Заканчивался первый месяц Великой Отечественной войны. На одном из участков западного направления после ожесточенных боев главные силы 13-й армии оставили Кричев и, переправившись через реку Сож, заняли оборону вдоль ее берегов. Для прикрытия отхода был оставлен лишь небольшой заслон.
И вот на рассвете 17 июля на шоссе Варшава — Москва показались гитлеровские танки и бронетранспортеры. Бронированная армада катила на восток. Уже отчетливо видны белые кресты на машинах. Когда головной танк вышел на мост, грохнул выстрел. Танк медленно попятился назад и вспыхнул. Второй снаряд поразил бронемашину, замыкающую колонну. На дороге образовалась пробка. Гитлеровцы попытались свернуть с шоссе, но несколько танков сразу застряли в болоте.
А пушка не умолкала ни на минуту, метко поражая скопившиеся машины. Черные клубы дыма окутали колонну. Гитлеровцы обрушивали шквал огня против советского орудия. А орудие все било и било. С запада подошла вторая танковая колонна и остановилась... Лишь через два с половиной часа фашистам удалось уничтожить орудие и его расчет. Когда фашистские автоматчики приблизились к орудию, около него лежал один солдат.
А на шоссе у моста через болотистую речушку Добрость догорало одиннадцать танков и семь бронетранспортеров, место боя густо устилали трупы вражеских солдат и офицеров...
Бывший политрук роты 409-го полка 137-й стрелковой дивизии Е. А. Шемякин вспоминал:
— Наши бойцы, державшие оборону неподалеку, с восхищением смотрели, как вспыхивали одна за другой хваленые бронированные крепости. В те минуты у бойцов и командиров нашего полка сложилось впечатление, что огонь по танкам ведет артиллерийская батарея полного состава.
Отваге русского солдата изумились даже фашисты. После боя они хоронили его со всеми воинскими почестями. Один из очевидцев того легендарного поединка, офицер гудериановской 4-й танковой дивизии обер-лейтенант Фридрих Хенфельд, убитый через год под Сталинградом, запишет в своем дневнике:
«17 июля 1941 года. Сокольничи, близ Кричева. Вечером хоронили русского неизвестного солдата. Он один, стоя у пушки, долго расстреливал колонну танков и пехоты. Так и погиб. Все удивлялись его храбрости. Полковник перед могилой говорил, что, если бы все солдаты фюрера дрались так, как этот русский, мы завоевали бы весь мир. Три раза стреляли залпами из винтовок. Но прав ли полковник? Все-таки он русский. Нужно ли такое преклонение?».

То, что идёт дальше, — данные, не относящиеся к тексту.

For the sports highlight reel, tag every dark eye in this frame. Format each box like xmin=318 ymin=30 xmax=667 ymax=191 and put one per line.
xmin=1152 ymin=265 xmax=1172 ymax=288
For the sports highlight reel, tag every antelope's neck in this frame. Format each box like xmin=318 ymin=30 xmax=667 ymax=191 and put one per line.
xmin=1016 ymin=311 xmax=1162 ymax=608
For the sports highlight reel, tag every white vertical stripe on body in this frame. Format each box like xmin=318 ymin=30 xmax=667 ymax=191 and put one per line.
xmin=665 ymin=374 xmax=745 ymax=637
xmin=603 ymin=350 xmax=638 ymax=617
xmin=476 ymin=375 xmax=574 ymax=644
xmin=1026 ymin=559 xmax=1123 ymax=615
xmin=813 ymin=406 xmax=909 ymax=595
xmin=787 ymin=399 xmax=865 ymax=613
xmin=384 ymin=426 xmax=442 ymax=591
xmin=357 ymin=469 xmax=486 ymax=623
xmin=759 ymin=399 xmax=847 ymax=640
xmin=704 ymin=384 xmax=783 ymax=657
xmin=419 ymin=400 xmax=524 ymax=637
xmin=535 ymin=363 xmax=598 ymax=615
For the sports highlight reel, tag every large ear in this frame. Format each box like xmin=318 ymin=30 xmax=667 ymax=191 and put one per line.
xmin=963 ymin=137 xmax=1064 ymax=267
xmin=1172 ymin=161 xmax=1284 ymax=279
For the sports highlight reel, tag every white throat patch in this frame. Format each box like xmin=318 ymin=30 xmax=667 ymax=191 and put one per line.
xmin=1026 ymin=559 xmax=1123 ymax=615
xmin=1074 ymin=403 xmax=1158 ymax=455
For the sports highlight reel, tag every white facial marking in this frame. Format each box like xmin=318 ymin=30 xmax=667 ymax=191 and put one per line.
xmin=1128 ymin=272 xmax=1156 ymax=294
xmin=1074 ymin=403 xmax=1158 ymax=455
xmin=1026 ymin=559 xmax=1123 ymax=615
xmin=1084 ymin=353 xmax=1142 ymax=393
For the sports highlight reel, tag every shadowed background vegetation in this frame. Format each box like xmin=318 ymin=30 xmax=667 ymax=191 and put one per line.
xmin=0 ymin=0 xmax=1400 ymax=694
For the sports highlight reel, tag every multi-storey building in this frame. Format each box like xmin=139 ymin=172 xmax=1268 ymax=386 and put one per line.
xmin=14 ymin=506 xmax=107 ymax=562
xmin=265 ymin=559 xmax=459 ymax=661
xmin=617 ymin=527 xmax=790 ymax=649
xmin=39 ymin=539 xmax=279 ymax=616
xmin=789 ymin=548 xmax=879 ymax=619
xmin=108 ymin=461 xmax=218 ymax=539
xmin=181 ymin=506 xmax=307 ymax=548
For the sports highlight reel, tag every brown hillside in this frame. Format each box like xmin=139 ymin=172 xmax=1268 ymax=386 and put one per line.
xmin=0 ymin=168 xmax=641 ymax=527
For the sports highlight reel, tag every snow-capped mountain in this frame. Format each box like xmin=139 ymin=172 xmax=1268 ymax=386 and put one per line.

В Сокольничах жили старожилы, которые помнили подробности боя и самого героя.
— В нашу деревню красноармейцы прибыли за несколько дней до этого боя, — вспоминала колхозница-пенсионерка Анна Федоровна Поклад. — Пушку свою поставили как раз за моим огородом. Этот сержант приходил к нам не раз в село за молоком. Помню: такой молодой парень был, немного выше среднего роста, русый. С виду ничего в нем героического и не было. А ведь каким смельчаком оказался. Когда похоронили его, я каску его простреленную нашла, положила на могилку. Все годы за ней ухаживала, пока не перенесли его останки на братское кладбище.
Жительница того же села Ольга Борисовна Вержбицкая была свидетельницей похорон отважного артиллериста. Ей, немного знающей немецкий язык, гитлеровский полковник приказал перевести красноармейскую книжку. В ней было написано, утверждала О. Б. Вержбицкая: Сиротинин Николай Владимирович.
Кто же он — бесстрашный герой, смело вступивший в единоборство с целой танковой колонной? Николай Сиротинин родился и вырос в городе Орле. Работал на заводе «Текмаш» токарем. В армию был призван в 1940 году, стал отличным артиллеристом, старшим сержантом, наводчиком орудия. С первых дней войны Николай мужественно сражался с фашистскими захватчиками, был ранен в плечо, но не ушел из строя. Прикрыть отход своей части, как выяснилось позже, он вызвался добровольно, заняв позицию со своим орудием у деревни Сокольничи.
Сейчас на том месте, где погиб солдат, стоит памятник. Рядом застыло орудие. У подножия монумента — цветы. Имя героя носит улица в Кричеве, а в Орле его именем названа школа №7. Так солдат возвратился в жизнь из опаленного войной 41-го.